Fully agree, if the source remains a 50 Ohms source under this massive
mismatch.

Yet, the source
dissipation has been reduced to zero even though the reflected power
"is absorbed by the source".

I do generally not agree on this one, please convert your Thevenin
source to a Norton source. Though the source doesn't deliver any power
to the shorted quarter wave line (as its input impedance is infinite),
there is still dissipation in the source.

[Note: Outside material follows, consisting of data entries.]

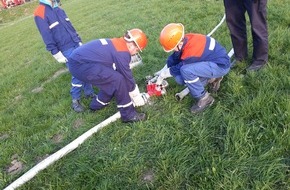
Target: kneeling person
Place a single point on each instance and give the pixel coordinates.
(104, 63)
(197, 60)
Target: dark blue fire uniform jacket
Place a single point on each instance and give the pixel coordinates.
(104, 63)
(55, 28)
(198, 48)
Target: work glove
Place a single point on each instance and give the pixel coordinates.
(137, 97)
(60, 57)
(165, 73)
(158, 72)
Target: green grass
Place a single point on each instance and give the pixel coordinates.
(241, 142)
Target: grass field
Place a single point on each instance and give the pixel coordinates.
(241, 142)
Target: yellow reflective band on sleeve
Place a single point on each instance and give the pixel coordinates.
(53, 25)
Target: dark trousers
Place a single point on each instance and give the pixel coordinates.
(110, 84)
(236, 21)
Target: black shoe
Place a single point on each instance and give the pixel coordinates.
(136, 118)
(256, 66)
(214, 84)
(202, 103)
(77, 107)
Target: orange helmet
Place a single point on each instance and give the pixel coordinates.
(138, 36)
(171, 35)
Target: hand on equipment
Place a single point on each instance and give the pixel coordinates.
(165, 73)
(158, 72)
(137, 97)
(60, 57)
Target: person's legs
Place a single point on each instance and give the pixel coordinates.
(76, 87)
(236, 21)
(111, 84)
(194, 75)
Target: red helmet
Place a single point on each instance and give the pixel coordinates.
(171, 35)
(138, 36)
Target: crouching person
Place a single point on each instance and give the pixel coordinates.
(197, 60)
(104, 63)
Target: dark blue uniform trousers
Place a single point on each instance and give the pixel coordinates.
(110, 84)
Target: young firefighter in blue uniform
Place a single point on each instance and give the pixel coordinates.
(196, 61)
(105, 64)
(61, 38)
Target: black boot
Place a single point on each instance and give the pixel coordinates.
(77, 106)
(202, 103)
(256, 66)
(214, 84)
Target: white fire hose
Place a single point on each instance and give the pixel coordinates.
(74, 144)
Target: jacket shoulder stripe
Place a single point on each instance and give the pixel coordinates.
(39, 11)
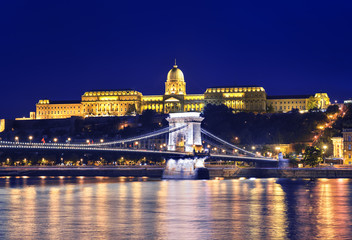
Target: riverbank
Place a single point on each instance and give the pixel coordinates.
(157, 172)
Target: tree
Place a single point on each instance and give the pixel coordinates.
(312, 156)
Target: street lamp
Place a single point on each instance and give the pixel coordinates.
(324, 152)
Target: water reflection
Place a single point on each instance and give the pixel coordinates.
(125, 208)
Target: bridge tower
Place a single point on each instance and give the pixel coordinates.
(188, 137)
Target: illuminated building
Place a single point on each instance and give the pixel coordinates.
(337, 143)
(303, 103)
(347, 146)
(175, 99)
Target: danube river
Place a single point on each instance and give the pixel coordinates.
(123, 208)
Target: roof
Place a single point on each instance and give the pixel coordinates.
(111, 90)
(240, 86)
(289, 96)
(65, 102)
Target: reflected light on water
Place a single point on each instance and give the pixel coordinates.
(118, 208)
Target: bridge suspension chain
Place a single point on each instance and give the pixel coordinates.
(226, 143)
(132, 139)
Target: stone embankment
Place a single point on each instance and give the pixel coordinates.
(280, 173)
(157, 172)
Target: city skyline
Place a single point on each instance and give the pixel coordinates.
(60, 51)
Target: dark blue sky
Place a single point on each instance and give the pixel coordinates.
(59, 49)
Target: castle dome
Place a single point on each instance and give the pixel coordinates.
(175, 74)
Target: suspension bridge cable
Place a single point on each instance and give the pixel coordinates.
(225, 142)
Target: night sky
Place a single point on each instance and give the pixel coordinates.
(57, 50)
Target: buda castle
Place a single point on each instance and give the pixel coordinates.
(175, 99)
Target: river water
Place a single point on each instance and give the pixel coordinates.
(123, 208)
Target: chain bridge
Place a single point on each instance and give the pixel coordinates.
(183, 137)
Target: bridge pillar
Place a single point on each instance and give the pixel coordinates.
(186, 138)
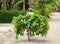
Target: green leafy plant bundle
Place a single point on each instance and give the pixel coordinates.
(37, 23)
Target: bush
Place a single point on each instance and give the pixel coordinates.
(37, 23)
(7, 15)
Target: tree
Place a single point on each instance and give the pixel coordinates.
(4, 7)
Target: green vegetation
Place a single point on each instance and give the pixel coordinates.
(7, 15)
(37, 23)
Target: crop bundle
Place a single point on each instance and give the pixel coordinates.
(36, 23)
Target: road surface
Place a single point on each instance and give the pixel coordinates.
(53, 36)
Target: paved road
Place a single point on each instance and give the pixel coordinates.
(53, 36)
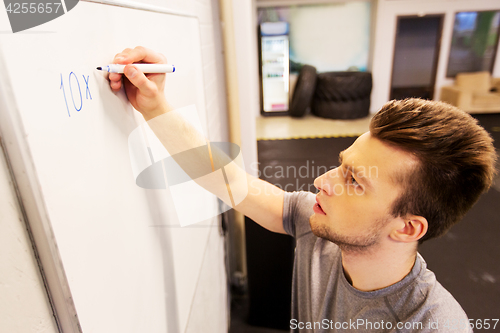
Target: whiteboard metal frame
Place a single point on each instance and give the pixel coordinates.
(34, 210)
(142, 6)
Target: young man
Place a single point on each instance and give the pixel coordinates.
(418, 170)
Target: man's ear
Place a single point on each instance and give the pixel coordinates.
(410, 229)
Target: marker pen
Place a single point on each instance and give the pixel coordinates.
(145, 68)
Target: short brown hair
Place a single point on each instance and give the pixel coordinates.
(456, 155)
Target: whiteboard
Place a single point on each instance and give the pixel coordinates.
(113, 254)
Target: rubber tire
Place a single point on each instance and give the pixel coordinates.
(304, 91)
(341, 109)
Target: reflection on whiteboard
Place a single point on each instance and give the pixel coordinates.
(155, 168)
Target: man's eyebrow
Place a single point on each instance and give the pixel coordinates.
(357, 173)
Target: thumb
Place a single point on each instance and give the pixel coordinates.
(138, 79)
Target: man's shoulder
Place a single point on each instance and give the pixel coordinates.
(297, 208)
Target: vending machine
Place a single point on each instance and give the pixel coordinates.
(275, 67)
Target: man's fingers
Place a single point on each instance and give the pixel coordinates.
(138, 79)
(139, 54)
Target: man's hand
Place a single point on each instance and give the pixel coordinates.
(144, 91)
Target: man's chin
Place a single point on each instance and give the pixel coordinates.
(316, 228)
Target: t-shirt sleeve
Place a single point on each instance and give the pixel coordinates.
(297, 208)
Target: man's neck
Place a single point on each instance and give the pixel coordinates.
(377, 268)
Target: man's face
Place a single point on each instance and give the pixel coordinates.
(354, 200)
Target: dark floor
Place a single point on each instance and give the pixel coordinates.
(466, 261)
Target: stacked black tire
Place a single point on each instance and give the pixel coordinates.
(335, 95)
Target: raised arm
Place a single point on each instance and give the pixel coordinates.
(263, 202)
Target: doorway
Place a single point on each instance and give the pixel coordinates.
(416, 54)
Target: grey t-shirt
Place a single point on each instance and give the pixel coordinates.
(324, 301)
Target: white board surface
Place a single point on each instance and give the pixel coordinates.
(128, 265)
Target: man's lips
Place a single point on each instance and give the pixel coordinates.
(317, 208)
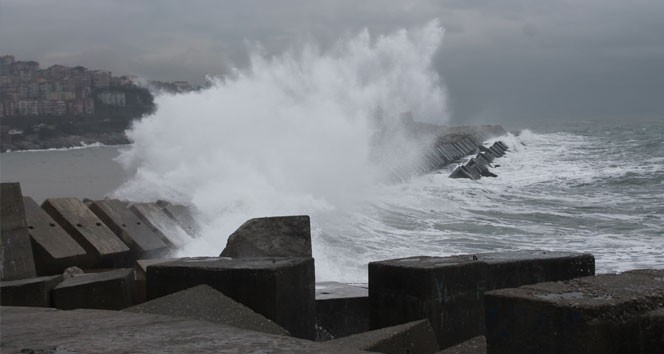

Practical issue (very related to PAs): when you put your shorted
quarter wave line directly to a PA with a type of L match (as is used
in low voltage solid state PAs), the L match will "convert" this
impedance to a very low value, resulting in an near AC short at the
drain or collector. This will greatly increase the power dissipation
in the BJT or MOSFET.

In the source resistor, the forward
current is equal in magnitude and 180 degrees out of phase with the
reflected current and the net current superposes to zero. That's the
definition of "total destructive interference" and according to the
conservation of energy principle, the energy involved has to go
somewhere - so it is redistributed in the only possible direction -
back toward the load associated with the "total destructive
interference" that occurs in the 50 ohm source resistor.

The main point to this part of the discussion is to realize that the
forward and reflected wave energy is flowing through the 50 ohm source
resistor because the physical reflection coefficient looking back into
the 50 ohm source from a 50 ohm feedline is zero.

--
73, Cecil, w5dxp.com
"Halitosis is better than no breath at all.", Don, KE6AJH/SK

For the experimenters:
Make this setup: PA – forward/reflected power indicator – tuner – 50
Ohms load. Have a means to measure the PA input current.

Notice DC input current and forward power when the tuner is not used
(bypassed) and don't touch PA settings anymore. Now activate the tuner
and show slight mismatch to your PA (with your tuner). Notice the PA
input current and forward power reading. You may need to turn of ALC
or other means that automatically change the drive level of the actual
power device (valve or semiconductor).

Very likely both PA input current and forward power reading will
change. You may do this at various power levels and not the
difference.

With kind regards,

Wim
PA3DJS
www.tetech.nl